CONSEJO NACIONAL DE LA CULTURA Y LAS ARTES

BitácoraResidencias de arte colaborativo

Red Cultura
Residencia: Archivo Pampino María Elena, Antofagasta - 2017 Residente: Fundación MAFI (Mapa Fílmico de un País)
Publicado: 24 de Septiembre de 2017
El fantasista

Con prisa nos subimos al avión y viajamos a Calama a eso de las cinco, compramos pasajes de bus para las nueve y media cuando parte el primer recorrido a María Elena, pueblo que para ojos ajenos es la última oficina salitrera en funcionamiento a nivel mundial. Pero también es el último ejemplar de vida pampina que existe en nuestro país (todos los otros campamentos mineros que la acompañaban cerraron porque la producción del salitre, que mantenía la economía de cada villorrio, no dio abasto).

Desde antes de llegar habíamos agendado una reunión con trabajadores de la Municipalidad de María Elena, nos encontramos con dos pampinos, uno joven y el otro más viejo, fervientes protectores de su estilo de vida, quienes brindaron pleno apoyo a nuestras labores mientras recorríamos el museo conociendo los anales de la historia de la pampa.

Los días son pocos y el tiempo es lento. Trabajamos en las primeras líneas de trabajo colaborativo para luego recorrer las calles en busca de alguna pista de que estamos en la pampa. Escuchamos pitazos desde el estadio de fútbol. Se enfrentaba la Sub 20 del equipo local, Maranata, versus Antofagasta Portuario. El conjunto elenino ganaba por un gol de diferencia al minuto 22, pero no logra mantener el resultado viéndose dominado por su rival. Ahora, en nuestras butacas, frente a un moderno estadio, sentimos a lo que talvez se refería Rivera Letelier cuando contaba las historias del El fantasista.

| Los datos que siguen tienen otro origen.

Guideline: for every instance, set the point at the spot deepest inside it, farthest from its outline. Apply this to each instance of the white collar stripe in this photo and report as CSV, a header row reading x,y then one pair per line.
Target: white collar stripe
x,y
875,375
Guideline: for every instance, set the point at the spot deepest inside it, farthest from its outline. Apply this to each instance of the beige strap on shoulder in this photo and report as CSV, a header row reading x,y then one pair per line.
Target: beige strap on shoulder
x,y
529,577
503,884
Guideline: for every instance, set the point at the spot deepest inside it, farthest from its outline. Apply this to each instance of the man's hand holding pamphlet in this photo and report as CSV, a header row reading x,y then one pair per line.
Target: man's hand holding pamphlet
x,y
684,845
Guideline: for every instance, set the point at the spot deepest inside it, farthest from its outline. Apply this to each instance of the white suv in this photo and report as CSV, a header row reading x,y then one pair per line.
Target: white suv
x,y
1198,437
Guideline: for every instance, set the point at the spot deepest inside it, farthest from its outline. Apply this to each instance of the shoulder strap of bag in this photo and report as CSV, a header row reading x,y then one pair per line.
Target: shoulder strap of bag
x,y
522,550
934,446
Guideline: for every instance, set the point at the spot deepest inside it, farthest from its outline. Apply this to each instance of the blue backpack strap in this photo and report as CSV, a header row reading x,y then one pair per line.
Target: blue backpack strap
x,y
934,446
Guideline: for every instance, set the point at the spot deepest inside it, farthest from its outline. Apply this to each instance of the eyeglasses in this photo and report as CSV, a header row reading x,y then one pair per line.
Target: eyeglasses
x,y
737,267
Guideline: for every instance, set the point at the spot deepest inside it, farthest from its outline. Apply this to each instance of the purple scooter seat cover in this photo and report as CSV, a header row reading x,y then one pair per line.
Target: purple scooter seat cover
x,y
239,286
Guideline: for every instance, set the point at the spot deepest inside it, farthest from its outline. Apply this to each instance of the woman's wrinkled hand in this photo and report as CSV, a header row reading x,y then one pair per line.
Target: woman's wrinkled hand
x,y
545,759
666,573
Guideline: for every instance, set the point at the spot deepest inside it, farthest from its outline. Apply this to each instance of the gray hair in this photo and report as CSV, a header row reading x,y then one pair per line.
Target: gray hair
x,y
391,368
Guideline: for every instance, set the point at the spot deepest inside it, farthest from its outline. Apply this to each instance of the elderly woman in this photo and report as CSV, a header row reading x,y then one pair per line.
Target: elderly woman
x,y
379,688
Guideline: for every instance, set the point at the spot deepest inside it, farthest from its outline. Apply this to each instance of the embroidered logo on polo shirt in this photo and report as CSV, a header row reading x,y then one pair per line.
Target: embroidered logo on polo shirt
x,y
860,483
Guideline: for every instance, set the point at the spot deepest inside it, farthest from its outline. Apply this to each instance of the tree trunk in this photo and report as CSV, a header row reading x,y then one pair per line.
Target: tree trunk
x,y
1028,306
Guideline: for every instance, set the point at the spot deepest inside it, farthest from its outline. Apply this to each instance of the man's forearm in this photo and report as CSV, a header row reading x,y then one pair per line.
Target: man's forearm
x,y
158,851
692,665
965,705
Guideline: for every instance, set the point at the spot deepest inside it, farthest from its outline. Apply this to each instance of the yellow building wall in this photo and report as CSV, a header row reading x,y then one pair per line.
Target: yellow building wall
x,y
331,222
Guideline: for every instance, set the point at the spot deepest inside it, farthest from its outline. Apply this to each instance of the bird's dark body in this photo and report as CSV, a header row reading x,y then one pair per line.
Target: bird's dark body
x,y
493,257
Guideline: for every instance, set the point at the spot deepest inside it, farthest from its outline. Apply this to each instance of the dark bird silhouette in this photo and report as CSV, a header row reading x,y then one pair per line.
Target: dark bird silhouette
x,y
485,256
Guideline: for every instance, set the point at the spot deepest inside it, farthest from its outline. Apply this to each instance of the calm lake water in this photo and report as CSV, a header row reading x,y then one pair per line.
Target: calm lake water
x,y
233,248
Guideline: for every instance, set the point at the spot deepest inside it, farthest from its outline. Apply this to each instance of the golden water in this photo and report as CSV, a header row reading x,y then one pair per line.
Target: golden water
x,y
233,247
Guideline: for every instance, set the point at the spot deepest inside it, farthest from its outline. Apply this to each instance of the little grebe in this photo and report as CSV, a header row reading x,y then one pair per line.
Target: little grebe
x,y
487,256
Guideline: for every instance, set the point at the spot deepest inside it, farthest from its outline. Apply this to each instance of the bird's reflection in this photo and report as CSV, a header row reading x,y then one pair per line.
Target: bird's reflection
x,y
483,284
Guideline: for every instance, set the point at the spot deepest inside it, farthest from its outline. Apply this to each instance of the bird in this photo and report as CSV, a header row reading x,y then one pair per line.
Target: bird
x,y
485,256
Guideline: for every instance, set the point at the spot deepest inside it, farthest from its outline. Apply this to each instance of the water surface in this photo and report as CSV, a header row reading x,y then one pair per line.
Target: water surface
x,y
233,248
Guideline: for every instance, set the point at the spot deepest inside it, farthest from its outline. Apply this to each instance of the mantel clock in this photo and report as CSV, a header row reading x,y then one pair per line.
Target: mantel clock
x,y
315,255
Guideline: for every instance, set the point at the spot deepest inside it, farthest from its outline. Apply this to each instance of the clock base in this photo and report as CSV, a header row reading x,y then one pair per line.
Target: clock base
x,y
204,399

“Pero lo cierto es que Cachimoco Farfán –y en esto coincidíamos todos, sin excepción- nos enseñó algo que aprendimos y asimilamos como una verdad absoluta: que un gol o una buena jugada, como cualquier asunto importante en esta vida, no estaba completo si no se relataba, si no se contaba, si no se narraba y recreaba con la magia de las palabras”.
El fantasista – Hernán Rivera Letelier.